Wednesday 10/20/21

Why most Finns celebrate All Saints' Day instead of Halloween

Finnish farmers used to celebrate in autumn Kekri, a party related to the harvest in which they gathered to eat fresh food, sing, dance and drink alcohol.

Candles-cemetery-Finland by Amanda Reed
A Finnish cemetery. Photo: Amanda Reed.

All Saints' Day (in Finnish Pyhäinpäivä) is a traditional Christian holiday celebrated in most countries of the world on 1 November.

In Finland, a Nordic country with a Lutheran tradition and therefore unlikely to declare non-working days, All Saints' Day is observed on the first Saturday after 30 October since the mid-1950s. This year it is celebrated on 2 November 2019.

All Saints' Day is a massive celebration for Finns. However, during the last two decades it has been somehow overshadowed by Halloween.

This has happened mainly because the pumpkin party has become another reason to go out and celebrate, especially among the youngest.

As in the rest of Europe and America, school parties and also adult costume parties are becoming more and more popular. In these carnivals, boys and girls usually dress as ghosts, vampires or witches, with the peculiarity that males exaggerate in their costumes the bloody side of the celebration, while females usually combine their Gothic clothes with provocative garments.


But the fact is that modern Halloween (or All Hallows' Eve) has spread from the United States to the rest of world in recent years, even though it is linked to ancient European culture. Throughout Europe there existed pagan traditions that were celebrated at this time. For example in Finland, it was called Kekri and it was related to the crop and slaughter of animals at fall.

It was not fixed to a concrete day, but every farm celebrated it when the harvest had been collected. As on Christmas Eve, the house had to be cleaned and later people gathered around tables full of fresh food from the just harvested crop.

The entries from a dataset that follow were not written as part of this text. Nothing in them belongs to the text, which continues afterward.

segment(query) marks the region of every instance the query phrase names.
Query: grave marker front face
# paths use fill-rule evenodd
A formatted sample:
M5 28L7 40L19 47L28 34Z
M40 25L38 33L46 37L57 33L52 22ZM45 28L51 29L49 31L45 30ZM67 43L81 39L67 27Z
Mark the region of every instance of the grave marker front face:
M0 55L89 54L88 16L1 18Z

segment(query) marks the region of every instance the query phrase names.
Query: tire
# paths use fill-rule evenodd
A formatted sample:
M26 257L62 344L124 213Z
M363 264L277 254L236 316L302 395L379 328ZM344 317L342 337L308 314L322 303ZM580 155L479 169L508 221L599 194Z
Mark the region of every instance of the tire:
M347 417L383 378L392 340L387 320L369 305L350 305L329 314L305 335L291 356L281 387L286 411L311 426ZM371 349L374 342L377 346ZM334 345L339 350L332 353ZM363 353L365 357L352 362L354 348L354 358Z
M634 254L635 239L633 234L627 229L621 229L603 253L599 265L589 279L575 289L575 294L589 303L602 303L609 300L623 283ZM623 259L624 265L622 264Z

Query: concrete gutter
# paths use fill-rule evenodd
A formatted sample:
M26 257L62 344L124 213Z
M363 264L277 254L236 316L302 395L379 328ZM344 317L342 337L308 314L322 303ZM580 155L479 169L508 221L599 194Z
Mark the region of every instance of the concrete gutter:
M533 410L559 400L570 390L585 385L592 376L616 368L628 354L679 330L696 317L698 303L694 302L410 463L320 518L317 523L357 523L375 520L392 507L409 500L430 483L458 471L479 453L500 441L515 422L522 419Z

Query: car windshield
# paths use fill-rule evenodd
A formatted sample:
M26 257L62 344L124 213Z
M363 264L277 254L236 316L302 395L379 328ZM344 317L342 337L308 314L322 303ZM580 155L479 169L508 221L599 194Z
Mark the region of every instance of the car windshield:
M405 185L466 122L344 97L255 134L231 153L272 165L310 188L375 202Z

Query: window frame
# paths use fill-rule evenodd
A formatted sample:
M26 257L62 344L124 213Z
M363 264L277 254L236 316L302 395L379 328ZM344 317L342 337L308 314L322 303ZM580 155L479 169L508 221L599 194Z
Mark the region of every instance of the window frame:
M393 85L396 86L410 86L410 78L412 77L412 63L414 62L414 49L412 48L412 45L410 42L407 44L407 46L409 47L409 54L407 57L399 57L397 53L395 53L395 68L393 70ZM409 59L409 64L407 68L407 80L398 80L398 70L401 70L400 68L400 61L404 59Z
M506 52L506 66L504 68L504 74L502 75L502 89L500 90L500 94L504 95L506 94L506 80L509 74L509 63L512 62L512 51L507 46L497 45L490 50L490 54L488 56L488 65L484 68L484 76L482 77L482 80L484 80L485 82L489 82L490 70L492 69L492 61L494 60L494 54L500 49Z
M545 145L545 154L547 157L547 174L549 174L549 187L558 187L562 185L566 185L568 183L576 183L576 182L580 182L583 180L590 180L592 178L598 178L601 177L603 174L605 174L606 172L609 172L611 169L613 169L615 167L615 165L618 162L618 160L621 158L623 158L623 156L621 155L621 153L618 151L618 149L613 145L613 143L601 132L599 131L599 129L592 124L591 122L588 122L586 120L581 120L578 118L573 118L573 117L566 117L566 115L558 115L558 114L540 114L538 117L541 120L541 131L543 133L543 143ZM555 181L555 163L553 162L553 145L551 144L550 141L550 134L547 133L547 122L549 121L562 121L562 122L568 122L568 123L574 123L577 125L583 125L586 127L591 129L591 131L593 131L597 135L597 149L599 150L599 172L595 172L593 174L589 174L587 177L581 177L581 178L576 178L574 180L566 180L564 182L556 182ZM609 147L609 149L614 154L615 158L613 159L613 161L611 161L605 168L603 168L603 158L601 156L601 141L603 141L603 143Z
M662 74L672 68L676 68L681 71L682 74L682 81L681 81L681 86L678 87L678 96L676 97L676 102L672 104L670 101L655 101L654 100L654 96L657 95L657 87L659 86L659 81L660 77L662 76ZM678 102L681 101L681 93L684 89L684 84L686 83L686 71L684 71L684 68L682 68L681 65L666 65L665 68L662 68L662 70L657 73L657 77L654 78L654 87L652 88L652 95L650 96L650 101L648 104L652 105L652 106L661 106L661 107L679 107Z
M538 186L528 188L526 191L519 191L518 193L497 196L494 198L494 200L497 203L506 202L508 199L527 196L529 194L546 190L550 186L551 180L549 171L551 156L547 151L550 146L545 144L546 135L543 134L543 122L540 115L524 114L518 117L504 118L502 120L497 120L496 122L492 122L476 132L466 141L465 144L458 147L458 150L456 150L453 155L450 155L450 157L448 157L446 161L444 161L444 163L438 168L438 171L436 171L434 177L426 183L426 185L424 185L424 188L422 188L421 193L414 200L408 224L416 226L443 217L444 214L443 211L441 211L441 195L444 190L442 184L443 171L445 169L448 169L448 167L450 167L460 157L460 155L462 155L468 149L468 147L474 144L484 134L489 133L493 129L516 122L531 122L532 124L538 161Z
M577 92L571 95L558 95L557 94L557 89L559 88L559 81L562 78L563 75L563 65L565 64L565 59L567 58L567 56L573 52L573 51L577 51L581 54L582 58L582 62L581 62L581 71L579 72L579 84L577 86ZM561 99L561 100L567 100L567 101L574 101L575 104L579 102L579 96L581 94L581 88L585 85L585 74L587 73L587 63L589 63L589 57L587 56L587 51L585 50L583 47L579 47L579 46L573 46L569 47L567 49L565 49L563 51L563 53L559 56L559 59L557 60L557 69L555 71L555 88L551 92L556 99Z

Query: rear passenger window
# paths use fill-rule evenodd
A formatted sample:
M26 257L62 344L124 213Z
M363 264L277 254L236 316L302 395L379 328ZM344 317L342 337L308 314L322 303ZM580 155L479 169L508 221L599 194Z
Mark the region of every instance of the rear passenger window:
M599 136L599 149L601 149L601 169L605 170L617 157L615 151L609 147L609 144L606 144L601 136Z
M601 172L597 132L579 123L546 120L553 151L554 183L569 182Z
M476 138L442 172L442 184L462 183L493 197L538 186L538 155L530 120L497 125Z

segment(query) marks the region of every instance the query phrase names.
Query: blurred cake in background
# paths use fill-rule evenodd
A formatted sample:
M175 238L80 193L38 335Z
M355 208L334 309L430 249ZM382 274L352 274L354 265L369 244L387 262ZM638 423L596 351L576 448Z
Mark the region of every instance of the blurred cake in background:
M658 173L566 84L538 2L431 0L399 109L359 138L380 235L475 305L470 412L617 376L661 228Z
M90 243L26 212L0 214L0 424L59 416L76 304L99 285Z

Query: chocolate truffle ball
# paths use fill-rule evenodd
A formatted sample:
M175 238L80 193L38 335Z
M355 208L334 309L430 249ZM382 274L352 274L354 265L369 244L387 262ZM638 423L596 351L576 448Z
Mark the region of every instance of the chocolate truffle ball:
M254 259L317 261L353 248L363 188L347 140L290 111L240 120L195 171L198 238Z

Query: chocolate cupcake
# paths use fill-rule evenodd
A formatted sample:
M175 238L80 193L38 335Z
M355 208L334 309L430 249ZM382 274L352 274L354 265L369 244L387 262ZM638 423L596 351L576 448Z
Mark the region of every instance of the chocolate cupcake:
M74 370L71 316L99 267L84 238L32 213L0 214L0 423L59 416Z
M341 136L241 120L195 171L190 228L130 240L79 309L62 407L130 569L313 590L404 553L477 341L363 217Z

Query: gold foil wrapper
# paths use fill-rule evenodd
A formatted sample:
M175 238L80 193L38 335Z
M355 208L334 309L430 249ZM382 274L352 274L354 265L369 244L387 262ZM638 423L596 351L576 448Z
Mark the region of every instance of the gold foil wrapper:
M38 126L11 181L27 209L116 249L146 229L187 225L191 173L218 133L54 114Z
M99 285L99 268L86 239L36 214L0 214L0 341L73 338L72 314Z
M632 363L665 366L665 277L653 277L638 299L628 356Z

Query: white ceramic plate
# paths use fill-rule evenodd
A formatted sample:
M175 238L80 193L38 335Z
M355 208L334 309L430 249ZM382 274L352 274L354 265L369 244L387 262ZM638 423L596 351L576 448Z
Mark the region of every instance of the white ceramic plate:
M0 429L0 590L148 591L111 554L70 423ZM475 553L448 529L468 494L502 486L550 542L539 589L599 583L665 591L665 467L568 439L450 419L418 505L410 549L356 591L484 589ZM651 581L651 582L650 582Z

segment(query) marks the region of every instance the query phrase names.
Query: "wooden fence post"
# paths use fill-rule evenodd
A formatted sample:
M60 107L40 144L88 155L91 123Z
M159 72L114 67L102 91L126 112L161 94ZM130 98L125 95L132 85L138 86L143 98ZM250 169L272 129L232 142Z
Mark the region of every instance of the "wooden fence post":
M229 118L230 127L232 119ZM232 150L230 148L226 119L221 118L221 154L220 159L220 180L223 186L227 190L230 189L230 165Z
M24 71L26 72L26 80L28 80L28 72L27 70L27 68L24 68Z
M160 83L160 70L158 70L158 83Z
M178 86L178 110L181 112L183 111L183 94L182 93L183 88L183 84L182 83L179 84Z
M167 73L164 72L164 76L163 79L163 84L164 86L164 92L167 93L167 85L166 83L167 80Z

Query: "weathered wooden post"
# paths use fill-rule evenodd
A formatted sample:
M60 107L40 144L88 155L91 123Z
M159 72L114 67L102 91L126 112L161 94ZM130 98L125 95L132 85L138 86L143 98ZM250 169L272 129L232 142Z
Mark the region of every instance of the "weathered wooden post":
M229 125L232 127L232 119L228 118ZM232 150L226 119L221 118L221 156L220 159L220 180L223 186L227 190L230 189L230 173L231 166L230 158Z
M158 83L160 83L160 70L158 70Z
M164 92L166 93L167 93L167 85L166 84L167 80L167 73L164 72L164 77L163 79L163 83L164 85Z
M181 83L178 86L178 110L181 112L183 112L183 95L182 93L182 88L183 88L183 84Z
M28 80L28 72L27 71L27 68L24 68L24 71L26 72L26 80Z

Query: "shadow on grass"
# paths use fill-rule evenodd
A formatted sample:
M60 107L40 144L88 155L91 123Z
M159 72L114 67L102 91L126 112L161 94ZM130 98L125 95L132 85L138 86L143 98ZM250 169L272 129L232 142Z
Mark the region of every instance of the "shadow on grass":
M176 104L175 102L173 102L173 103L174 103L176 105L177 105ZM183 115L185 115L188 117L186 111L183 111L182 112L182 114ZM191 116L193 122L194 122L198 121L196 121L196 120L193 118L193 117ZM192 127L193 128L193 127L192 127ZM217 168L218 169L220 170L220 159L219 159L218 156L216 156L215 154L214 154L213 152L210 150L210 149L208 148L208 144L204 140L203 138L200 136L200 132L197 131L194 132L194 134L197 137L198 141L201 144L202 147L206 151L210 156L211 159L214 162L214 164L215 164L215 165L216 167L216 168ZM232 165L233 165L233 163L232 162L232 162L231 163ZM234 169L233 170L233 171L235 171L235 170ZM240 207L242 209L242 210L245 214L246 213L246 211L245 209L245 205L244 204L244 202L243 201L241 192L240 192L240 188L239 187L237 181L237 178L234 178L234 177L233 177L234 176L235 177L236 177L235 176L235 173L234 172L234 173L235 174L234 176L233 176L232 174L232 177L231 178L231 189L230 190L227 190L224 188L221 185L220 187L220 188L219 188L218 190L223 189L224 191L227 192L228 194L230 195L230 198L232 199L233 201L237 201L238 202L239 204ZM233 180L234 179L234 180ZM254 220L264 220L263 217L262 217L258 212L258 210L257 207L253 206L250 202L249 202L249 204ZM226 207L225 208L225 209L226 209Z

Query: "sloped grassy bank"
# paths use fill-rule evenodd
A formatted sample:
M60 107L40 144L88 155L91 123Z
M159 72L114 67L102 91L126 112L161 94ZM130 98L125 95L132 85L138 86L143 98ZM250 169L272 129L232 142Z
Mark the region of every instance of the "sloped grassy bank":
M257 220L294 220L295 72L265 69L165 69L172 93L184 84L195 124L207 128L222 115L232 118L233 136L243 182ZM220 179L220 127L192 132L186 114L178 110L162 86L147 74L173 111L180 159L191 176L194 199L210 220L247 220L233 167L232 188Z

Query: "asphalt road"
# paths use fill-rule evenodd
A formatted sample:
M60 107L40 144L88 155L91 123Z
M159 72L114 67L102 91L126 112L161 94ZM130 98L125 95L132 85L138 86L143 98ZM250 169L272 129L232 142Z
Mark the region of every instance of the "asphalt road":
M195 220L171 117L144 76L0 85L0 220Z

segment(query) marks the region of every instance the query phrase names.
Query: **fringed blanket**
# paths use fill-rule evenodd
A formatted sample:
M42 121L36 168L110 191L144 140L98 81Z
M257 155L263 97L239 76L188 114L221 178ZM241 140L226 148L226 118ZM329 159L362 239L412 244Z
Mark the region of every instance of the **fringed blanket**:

Finnish farmers thought that the more food they offered at Kekri, the better the crop would be the next year. Parties also involved singing, dancing and drinking alcohol. Some people even believed that the amount of alcohol drunk by the owner would also influence the abundance of the next harvest.

Beautiful scenes on All Saints' Day

Cultural anecdotes aside, the fact is that most Finns show a great respect for All Saints' Day, which is celebrated by the majority of the population. It is considered as a day of dignity and reflection, an occasion to remember and miss loved ones who have passed away, especially those who left during the previous year.

In Finland, the tradition on All Saints' Day is to visit cemeteries where loved ones rest and light candles in their graves to honor and remember them. Therefore, a visit to a cemetery allows to attend beautiful scenes of love and devotion. It is not uncommon to see people standing or sitting by the graves and even kissing the tombstones.

It is particularly impressive the spectacle of thousands of burning candles, especially after the sunset. Flames burn on the graves until the candles run out as a way to keep alive the memory of those who are no longer among us.

Military graves

In an article about the Finnish cult of death included in the book 'Finland, a cultural encyclopedia' published by the Finnish Literature Society, professor of comparative religion at the University of Helsinki, Juha Pentikäinen explained that Finland also shows a cult peculiar related to the remembrance of military graves.

The respect that the country has for the tombs of the soldiers who died during the Second World War and the Finnish Civil War is particularly visible in the Day of the Fallen (celebrated the third Sunday of May) but also in All Saint's Day and in Christmas Eve. 

Therefore, if you visit a cemetery in one of those days, do not forget to walk around the area where the soldiers lie.